Conférence sur les femmes et la santé de Boston

La Conference on Women and Health de Harvard se déroule dans la Ville de Boston, au Massachusetts, du 4 au 7 avril 1975[1]. Les fondatrices de l’organisme Our Bodies Ourselves (OBOS), Norma Swenson et Judy Norsigian, furent les principales organisatrices de l’événement[2]. Cette conférence féministe eut comme revendication principale le contrôle des femmes sur leur propre corps.

Contexte modifier

L’événement se produit au tout début d’une période historique qui fut surnommée la Décennie des Femmes. De 1975 à 1985, les Nations unies tiennent une série de conférences internationales sur les femmes, qui sont imprégnées d’un contexte grandissant d’activisme au sein du mouvement pour la santé des femmes[3].

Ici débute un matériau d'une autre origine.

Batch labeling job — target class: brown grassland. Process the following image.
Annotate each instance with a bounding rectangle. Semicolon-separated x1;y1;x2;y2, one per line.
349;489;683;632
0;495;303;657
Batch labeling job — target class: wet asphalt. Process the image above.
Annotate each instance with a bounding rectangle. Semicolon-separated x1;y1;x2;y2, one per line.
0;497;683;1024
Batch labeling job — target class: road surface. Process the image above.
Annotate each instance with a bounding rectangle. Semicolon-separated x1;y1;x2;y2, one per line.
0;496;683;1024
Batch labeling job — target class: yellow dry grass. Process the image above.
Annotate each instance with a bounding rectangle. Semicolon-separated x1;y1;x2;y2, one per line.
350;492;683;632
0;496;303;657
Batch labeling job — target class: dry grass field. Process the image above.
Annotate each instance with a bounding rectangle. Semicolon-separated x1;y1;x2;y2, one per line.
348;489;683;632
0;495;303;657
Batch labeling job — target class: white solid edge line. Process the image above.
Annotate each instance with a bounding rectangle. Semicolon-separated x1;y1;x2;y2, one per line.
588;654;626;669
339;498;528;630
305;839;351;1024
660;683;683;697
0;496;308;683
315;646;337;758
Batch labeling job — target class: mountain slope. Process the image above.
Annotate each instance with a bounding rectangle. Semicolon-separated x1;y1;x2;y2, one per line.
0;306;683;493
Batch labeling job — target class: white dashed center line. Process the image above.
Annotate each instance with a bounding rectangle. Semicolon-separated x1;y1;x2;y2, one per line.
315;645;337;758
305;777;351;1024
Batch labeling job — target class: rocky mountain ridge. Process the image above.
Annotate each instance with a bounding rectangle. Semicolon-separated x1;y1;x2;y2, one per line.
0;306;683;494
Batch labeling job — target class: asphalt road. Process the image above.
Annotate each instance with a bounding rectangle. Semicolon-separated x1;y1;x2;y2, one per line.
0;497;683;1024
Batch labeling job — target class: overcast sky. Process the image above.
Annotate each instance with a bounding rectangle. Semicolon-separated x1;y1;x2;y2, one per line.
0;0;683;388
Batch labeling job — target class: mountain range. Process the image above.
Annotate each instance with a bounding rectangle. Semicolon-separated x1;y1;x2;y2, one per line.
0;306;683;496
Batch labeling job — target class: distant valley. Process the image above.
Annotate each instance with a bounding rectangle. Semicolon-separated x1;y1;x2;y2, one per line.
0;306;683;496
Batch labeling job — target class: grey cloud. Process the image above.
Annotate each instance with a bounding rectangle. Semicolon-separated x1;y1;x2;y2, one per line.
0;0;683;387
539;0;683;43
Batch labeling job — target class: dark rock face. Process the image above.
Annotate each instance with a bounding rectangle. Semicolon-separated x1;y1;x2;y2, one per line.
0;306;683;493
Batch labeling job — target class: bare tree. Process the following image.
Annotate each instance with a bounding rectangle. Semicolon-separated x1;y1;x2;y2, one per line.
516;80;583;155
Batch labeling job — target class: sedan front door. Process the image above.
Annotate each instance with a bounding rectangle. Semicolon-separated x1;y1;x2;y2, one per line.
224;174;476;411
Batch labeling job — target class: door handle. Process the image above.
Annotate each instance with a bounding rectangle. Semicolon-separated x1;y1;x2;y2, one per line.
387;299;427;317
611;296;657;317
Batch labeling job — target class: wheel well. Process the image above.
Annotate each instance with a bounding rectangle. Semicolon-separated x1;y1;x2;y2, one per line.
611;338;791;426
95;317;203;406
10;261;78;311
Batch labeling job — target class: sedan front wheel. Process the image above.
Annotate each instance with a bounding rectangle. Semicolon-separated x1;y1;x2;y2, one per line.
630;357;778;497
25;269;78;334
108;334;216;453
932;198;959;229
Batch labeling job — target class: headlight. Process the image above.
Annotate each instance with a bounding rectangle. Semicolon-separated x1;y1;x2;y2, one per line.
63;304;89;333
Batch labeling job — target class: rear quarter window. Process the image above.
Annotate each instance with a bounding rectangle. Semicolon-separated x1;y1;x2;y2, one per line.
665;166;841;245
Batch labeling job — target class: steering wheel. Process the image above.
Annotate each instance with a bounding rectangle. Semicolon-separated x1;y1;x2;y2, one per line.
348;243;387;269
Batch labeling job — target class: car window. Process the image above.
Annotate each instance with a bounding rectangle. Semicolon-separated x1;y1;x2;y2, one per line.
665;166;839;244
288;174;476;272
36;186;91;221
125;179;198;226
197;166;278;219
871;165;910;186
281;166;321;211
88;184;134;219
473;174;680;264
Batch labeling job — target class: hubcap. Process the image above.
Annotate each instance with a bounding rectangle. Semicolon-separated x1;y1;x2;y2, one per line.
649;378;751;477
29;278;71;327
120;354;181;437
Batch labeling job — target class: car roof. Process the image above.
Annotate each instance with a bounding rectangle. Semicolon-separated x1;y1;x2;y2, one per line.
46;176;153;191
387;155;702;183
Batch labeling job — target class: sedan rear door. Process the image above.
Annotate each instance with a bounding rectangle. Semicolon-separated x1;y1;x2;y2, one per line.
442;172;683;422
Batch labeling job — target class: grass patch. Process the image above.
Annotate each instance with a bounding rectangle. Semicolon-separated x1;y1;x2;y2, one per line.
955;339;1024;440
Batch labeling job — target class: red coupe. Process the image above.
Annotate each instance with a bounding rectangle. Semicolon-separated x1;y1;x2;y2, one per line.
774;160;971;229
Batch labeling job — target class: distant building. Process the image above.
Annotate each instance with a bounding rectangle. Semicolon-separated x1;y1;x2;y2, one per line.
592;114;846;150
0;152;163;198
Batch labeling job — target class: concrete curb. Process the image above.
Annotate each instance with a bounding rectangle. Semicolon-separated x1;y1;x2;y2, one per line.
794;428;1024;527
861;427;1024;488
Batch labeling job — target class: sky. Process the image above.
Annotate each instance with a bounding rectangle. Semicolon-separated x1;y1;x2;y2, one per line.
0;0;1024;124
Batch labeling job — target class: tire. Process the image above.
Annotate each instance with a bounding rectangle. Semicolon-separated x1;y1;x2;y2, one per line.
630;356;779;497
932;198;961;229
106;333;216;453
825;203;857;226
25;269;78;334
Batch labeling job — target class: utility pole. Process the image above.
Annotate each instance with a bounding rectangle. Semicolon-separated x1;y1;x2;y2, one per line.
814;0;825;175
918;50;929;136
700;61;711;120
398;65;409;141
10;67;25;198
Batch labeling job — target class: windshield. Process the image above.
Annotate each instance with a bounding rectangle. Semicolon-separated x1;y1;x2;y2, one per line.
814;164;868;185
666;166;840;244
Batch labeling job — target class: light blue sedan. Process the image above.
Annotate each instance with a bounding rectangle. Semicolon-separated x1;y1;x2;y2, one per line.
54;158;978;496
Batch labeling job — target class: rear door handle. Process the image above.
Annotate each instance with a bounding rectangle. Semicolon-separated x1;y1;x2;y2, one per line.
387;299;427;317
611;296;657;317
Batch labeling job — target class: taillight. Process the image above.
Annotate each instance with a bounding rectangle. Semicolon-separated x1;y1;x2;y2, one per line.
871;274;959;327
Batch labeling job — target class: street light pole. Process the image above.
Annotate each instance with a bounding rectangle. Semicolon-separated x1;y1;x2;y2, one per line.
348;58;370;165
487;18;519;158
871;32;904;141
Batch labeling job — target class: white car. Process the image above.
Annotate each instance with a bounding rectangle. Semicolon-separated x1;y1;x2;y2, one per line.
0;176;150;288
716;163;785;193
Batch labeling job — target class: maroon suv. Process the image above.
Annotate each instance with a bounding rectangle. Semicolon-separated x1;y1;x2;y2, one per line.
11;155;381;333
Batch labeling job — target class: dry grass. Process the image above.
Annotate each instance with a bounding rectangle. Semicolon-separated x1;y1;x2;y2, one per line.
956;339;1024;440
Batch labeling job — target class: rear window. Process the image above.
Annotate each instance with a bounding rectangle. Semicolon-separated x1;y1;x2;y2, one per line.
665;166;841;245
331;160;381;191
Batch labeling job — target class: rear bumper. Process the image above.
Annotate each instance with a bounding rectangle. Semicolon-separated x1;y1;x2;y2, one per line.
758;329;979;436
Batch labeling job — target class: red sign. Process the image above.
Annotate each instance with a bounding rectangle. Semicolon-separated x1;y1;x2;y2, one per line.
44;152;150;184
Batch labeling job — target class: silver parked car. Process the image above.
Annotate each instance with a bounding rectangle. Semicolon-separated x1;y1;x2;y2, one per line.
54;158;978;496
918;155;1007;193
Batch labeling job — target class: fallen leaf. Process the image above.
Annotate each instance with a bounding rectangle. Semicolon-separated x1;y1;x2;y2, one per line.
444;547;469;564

L’une des organisations les plus notables de cette époque, associée au mouvement pour la santé des femmes, fut le Boston Women's Health Book Collective (BWHBC). Ce groupe, provenant du segment socialiste du Mouvement de libération des Femmes, fut distingué par son mécontentement envers l’établissement médical capitaliste et patriarcal[4]. La direction et les idéologies du BWHBC furent exprimées au sein du livre révolutionnaire dénommé Our Bodies, Ourselves. Publié pour la première fois en 1971 par une petite presse indépendante, ce livre donnait aux femmes des informations sur leur corps, leur santé et leurs choix reproductifs, devenant ainsi une ressource essentielle pour les femmes cherchant à comprendre et à prendre le contrôle de leur propre santé.

Le nom de l’organisation devint éventuellement OBOS et l’influence de deux de ses fondatrices, Swenson et Norsigian, fut particulièrement visible au sein des dénonciations des inégalités médicales vécues par les femmes qui marquèrent la conférence de 1975.

Déroulement de la conférence modifier

Presque 2 500 femmes, venant de l’ensemble des États-Unis et du Canada, se présentèrent à l’Université d’Harvard pour assister à la conférence. Celles-ci participèrent à des groupes de discussion abordant différentes préoccupations vis-à-vis de la santé des femmes[5].

Les participantes, parmi lesquelles figuraient des étudiantes, des professionnelles de la santé et des militantes féministes, discutèrent d’une série de thématiques, incluant les lois sur l’avortement, l’impact de la violence sur la santé des femmes, l’utilisation de la médecine comme moyen de contrôle social, les soins de santé offerts aux lesbiennes, le rôle des professionnelles dans le mouvement pour la santé des femmes et la nécessité d’une réforme dans les pratiques d’accouchement[6].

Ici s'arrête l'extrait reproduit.